According to Dr. Tee Guidotti, former president of the American College of Occupational and Environmental Medicine, “Occupational medicine service is in a favorable position to assist employers on issues of emergency management and disaster planning. Occupational physicians have special training on chemical, biological, physical, and psychological hazards in the workplace that translate readily to emergency management,” as stated in his book The Praeger Handbook of Occupational and Environmental Medicine (2010).

OM physicians have special dual knowledge of the workplace as well as the necessary clinical issues. This knowledge and skill set may be essential for business continuity under catastrophic situations and goes beyond the interests of the enterprise: the OM physician plays an important role to protect the production of goods and services that are essential to the community and to economic recovery, which is one definition of critical infrastructure.

Emergency management
OM doctors should be highly knowledgeable in emergency management. Dr. Guidotti mentions the four phases of the classic model of emergency management: preparedness, response, recovery and mitigation. [Haddow GD, Bullock J, Coppola D. Introduction to Emergency Management, 2008] Preparedness involves planning; organizing communications and transportation systems; acquiring and deploying assets and equipments; and training of personnel.

Response involves emergency services in fires; provision of essential services and security, as well as temporary substitution of essential infrastructure. Response facilitates relocation or evacuation, management of the immediate consequences of the event, short-term business continuity for critical services and products, and delivery of health care.

Meanwhile, the third phase, recovery, involves restoring conditions to the same or comparable functionality as before the event, like repairing essential infrastructure, essential services, and business initiatives. Mitigation, the last phase, involves long-term strategies to reduce the vulnerability of the community or enterprise to emergencies by strengthening infrastructure, changing location, or increasing the staffing of support functions, by using risk assessment and managemen methods.

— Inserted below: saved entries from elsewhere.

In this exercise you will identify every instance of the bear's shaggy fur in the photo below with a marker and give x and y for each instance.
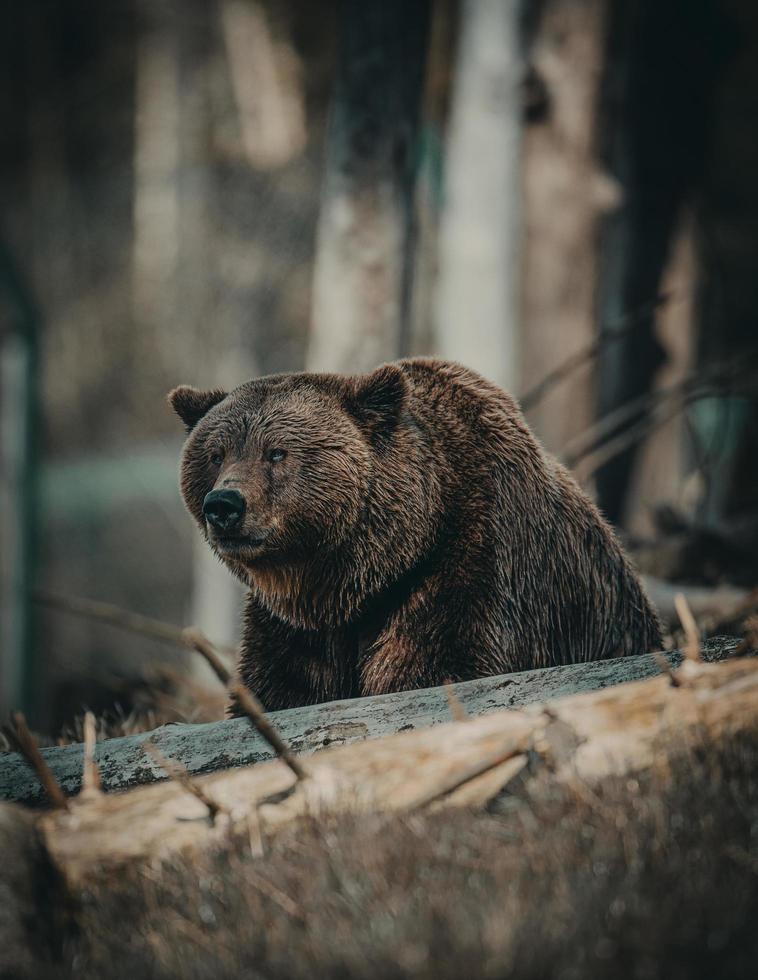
(402, 528)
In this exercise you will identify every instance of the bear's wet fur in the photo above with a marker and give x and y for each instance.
(402, 528)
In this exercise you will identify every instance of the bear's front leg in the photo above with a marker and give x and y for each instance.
(437, 636)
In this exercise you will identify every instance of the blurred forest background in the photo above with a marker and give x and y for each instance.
(560, 193)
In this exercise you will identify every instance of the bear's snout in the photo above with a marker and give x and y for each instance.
(224, 509)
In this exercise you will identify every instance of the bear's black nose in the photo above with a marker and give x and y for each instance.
(223, 509)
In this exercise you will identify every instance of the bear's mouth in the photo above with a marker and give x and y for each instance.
(238, 545)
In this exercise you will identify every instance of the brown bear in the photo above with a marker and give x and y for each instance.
(399, 529)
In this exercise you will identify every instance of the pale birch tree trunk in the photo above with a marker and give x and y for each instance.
(364, 243)
(477, 318)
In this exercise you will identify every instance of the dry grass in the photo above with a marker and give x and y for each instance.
(657, 878)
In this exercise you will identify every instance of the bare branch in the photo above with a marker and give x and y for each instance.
(23, 741)
(193, 638)
(606, 337)
(91, 785)
(175, 770)
(692, 647)
(252, 707)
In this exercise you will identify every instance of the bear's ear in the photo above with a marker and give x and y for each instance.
(377, 399)
(191, 404)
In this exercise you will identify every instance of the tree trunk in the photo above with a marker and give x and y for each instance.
(477, 291)
(364, 243)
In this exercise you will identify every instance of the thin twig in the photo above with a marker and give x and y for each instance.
(91, 783)
(193, 638)
(456, 708)
(629, 437)
(691, 631)
(106, 612)
(476, 769)
(697, 384)
(252, 707)
(666, 668)
(606, 337)
(176, 771)
(23, 741)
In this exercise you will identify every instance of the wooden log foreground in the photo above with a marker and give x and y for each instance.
(226, 744)
(577, 741)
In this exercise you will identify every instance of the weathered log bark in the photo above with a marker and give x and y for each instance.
(225, 744)
(577, 741)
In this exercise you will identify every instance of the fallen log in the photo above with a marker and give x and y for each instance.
(579, 741)
(206, 748)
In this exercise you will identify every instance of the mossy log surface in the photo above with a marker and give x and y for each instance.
(211, 747)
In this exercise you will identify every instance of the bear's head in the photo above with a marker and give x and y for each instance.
(280, 468)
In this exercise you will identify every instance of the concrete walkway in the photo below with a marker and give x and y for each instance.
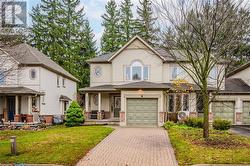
(132, 147)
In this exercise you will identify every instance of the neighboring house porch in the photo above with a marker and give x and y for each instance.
(19, 104)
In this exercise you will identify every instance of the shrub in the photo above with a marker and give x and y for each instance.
(74, 115)
(194, 122)
(219, 124)
(168, 124)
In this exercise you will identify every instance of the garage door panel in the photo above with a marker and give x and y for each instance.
(142, 112)
(223, 110)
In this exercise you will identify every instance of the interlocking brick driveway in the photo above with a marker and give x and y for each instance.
(132, 147)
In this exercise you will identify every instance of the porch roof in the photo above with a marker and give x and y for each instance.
(140, 85)
(18, 90)
(64, 98)
(235, 86)
(143, 85)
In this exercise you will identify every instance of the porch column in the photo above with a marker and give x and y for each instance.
(87, 112)
(17, 117)
(29, 105)
(99, 106)
(17, 105)
(238, 111)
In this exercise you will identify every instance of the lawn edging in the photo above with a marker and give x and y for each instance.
(222, 148)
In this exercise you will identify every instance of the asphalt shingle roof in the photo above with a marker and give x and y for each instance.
(18, 90)
(24, 54)
(236, 85)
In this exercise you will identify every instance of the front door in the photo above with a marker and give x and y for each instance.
(11, 108)
(117, 106)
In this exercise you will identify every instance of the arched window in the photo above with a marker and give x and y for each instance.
(136, 71)
(32, 74)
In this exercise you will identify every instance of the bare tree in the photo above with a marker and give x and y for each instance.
(10, 35)
(200, 33)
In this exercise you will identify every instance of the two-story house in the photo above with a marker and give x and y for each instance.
(32, 85)
(133, 87)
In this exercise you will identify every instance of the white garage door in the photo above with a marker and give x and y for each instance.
(223, 110)
(142, 112)
(246, 112)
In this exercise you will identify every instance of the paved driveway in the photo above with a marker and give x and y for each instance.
(132, 147)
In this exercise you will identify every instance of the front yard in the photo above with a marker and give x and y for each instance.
(56, 145)
(222, 148)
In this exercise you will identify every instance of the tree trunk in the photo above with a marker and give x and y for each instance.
(205, 96)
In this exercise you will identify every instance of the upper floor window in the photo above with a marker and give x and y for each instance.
(2, 76)
(136, 71)
(176, 71)
(32, 74)
(58, 81)
(213, 73)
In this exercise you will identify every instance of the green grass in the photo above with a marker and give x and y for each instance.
(222, 147)
(56, 145)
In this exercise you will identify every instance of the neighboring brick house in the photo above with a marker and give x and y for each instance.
(131, 87)
(31, 84)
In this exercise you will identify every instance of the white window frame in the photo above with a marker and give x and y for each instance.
(4, 76)
(181, 100)
(64, 82)
(213, 75)
(58, 81)
(136, 64)
(179, 71)
(33, 70)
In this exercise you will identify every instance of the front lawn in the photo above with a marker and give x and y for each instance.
(222, 147)
(56, 145)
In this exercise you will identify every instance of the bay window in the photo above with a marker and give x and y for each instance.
(176, 71)
(2, 76)
(136, 72)
(213, 74)
(178, 102)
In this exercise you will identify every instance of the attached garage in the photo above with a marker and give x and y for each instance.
(224, 110)
(246, 112)
(142, 112)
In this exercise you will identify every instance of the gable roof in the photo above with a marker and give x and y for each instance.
(101, 59)
(131, 41)
(24, 54)
(235, 85)
(19, 90)
(239, 69)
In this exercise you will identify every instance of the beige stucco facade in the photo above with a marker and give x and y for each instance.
(113, 73)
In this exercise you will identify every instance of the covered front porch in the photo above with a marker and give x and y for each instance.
(19, 104)
(102, 104)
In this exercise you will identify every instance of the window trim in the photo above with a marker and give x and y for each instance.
(174, 104)
(3, 82)
(179, 71)
(129, 68)
(33, 70)
(58, 81)
(64, 82)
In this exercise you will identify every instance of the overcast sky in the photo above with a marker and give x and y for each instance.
(93, 9)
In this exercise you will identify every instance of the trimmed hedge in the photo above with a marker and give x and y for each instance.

“OM plays its strongest role in preparedness and mitigation, both of which emphasize analysis and planning,” says Dr. Guidotti. They also have a role in response, by advising on workforce protection during the period of an emergency and especially monitoring the health and advising on the health risks for emergency response personnel, such as fire and security. During recovery, they participate in incident investigation and risk assessment on emerging hazards experienced due to recovery
operations.

What the OM physician does not do
The OM physician is not and never will be in a position to rescue the entire corporation in the event of catastrophe, but it is important to maintain business continuity. His role is subsumed to the overall philosophy of the company. A suitable company philosophy can be based on the so-called Value Pyrami. This concept of self-reliance, according to Dr. Guidotti, implies that “any organization that creates wealth and adds value necessarily rests on a foundation required to assure its security and cannot rely on routine operations and public services for protection and must rest on a foundation that includes special units designed to assure its security to be sustainable.” (Adapted from Organ Environ 1993;7:319–332.)

OM situation in the country
However, presently, the doctor services in most companies are outsourced to health management organizations or HMOs. This arrangement limits the responsibilities of the doctors to outpatient consultations. In many instances, the doctors have limited access to relevant information and have no participation in the formulation and review of disaster preparedness and emergency response policies. The absence of an OM physician’s perspective in the Occupational Health and Safety Committee (OHSA) may be detrimental to the company.

It is ideal that key people, including OM doctors, are selected to comprise the OHSA. Company policies and procedures should be documented according to OSHA’s Emergency Action Plan Standard for the protection of individual workers, and the protection of the capacity of the labor force to do its job productively.